Por Pedro Díaz Polanco.- Finalizada la elección de las/os convencionales constituyentes comienza el proceso de instalación de la Convención. Para ello se hace necesario detallar las próximas etapas y algunos hitos que son relevantes.

Conocidos los resultados, el Tribunal Calificador de Elecciones tiene 30 días para validarlos, lo que hace a través de una sentencia. Una vez dictada ésta, el Tribunal Calificador de Elecciones tiene un plazo de tres días para remitir dicha sentencia al Presidente de la República y al Congreso Nacional. Luego, el Presidente, y dentro de un plazo de tres días, deberá dictar un decreto en el que se convoque a la instalación de la Convención Constitucional.

Una vez publicado este decreto en el Diario Oficial, la sesión de instalación deberá materializarse dentro de los quince días siguientes, lo que -en esencia- implica que la Convención comenzará a funcionar la primera semana de julio.

El trabajo de la Convención, y que tiene por objeto la redacción de una nueva Constitución, deberá realizarse durante 9 meses; plazo que podrá extenderse por 3 meses en el caso que la Convención así lo requiera. Para realizar su trabajo, la Convención deberá tener en consideración algunas condiciones de base, por ejemplo, que la adopción de acuerdos requiere de un quórum de 2/3 de las/os convencionales electas/os.
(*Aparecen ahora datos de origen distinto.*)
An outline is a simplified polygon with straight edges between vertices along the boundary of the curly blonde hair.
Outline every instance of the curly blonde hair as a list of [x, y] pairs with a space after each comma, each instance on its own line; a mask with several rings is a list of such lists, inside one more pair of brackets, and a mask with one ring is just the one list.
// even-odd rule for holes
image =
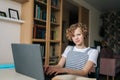
[[77, 28], [81, 29], [84, 38], [88, 37], [88, 28], [86, 27], [86, 25], [83, 25], [82, 23], [75, 23], [75, 24], [72, 24], [69, 28], [66, 29], [66, 38], [69, 41], [72, 41], [72, 37], [74, 36], [74, 31]]

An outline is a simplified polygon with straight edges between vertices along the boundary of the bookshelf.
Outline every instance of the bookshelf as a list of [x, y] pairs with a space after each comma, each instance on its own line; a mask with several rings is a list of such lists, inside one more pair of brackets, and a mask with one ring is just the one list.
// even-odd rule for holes
[[62, 46], [62, 0], [34, 0], [32, 43], [40, 44], [44, 64], [55, 64]]

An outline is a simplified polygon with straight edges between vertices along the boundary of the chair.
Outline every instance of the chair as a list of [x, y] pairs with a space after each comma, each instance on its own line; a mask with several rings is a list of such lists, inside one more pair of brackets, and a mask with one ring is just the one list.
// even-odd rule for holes
[[96, 80], [99, 80], [99, 74], [100, 74], [100, 47], [97, 48], [97, 50], [99, 52], [98, 58], [97, 58], [97, 66], [94, 69], [91, 70], [91, 72], [88, 74], [88, 77], [96, 78]]

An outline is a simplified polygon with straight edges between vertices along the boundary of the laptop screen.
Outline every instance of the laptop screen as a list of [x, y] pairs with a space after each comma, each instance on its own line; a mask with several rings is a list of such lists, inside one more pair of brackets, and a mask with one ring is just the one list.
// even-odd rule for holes
[[44, 80], [43, 64], [39, 44], [12, 44], [15, 70], [18, 73]]

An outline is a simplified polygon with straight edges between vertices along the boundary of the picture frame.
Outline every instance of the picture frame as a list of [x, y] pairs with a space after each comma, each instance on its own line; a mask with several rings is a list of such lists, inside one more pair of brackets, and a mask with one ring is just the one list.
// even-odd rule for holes
[[6, 13], [3, 12], [3, 11], [0, 11], [0, 16], [2, 16], [2, 17], [7, 17]]
[[9, 12], [9, 17], [10, 17], [10, 18], [19, 19], [18, 10], [8, 8], [8, 12]]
Las primeras actividades que debe realizar la Convención son elegir un/a Presidente y dictar un Reglamento que determine la forma en la que ésta funcionará. Estos acuerdos requerirán del quórum antes señalado. A su vez, otra de las condiciones basales, está dada por los límites que el artículo 135 de la Constitución le impuso a la denominada “Hoja en Blanco” con la que la Convención escribiría esta nueva Constitución, y que -en esencia- refiere a la necesidad de “respetar el carácter de República del Estado de Chile, su régimen democrático, las sentencias judiciales firmes y ejecutoriadas y los tratados internacionales ratificados por Chile y que se encuentren vigentes”.
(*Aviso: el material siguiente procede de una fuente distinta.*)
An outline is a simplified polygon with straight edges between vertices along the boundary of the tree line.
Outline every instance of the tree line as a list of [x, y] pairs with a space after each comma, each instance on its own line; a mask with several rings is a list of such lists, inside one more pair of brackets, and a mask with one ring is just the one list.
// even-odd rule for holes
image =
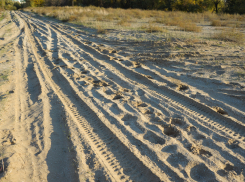
[[[0, 0], [9, 4], [13, 0]], [[100, 6], [165, 11], [245, 13], [245, 0], [24, 0], [27, 6]]]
Una vez que la Convención finalice su labor y nos presente su “producto constitucional”la ciudadanía tendrá la oportunidad de aceptarla o rechazarla. Esta decisión se materializó en un plebiscito de salida, el que tiene un carácter obligatorio.

En el caso que la ciudadanía apruebe la nueva Constitución, ésta derogará a la que actualmente está vigente, por lo que se tendrá una nueva Carta Magna. En el caso de que la ciudadanía rechace la nueva Constitución, la actual Carta Magna quedará vigente.

Ante esta última posibilidad se evidencia un problema importante, ya que el proceso no se hace cargo del resultado del plebiscito de octubre, el cual determinó que casi un 80% de los votantes manifestaron su intención de cambiar la actual Constitución.

Pedro Díaz Polanco es administrador público y Dr. en Derecho Internacional. Director de la Escuela de Administración Pública (Sede Puerto Montt) de la Universidad Austral de Chile.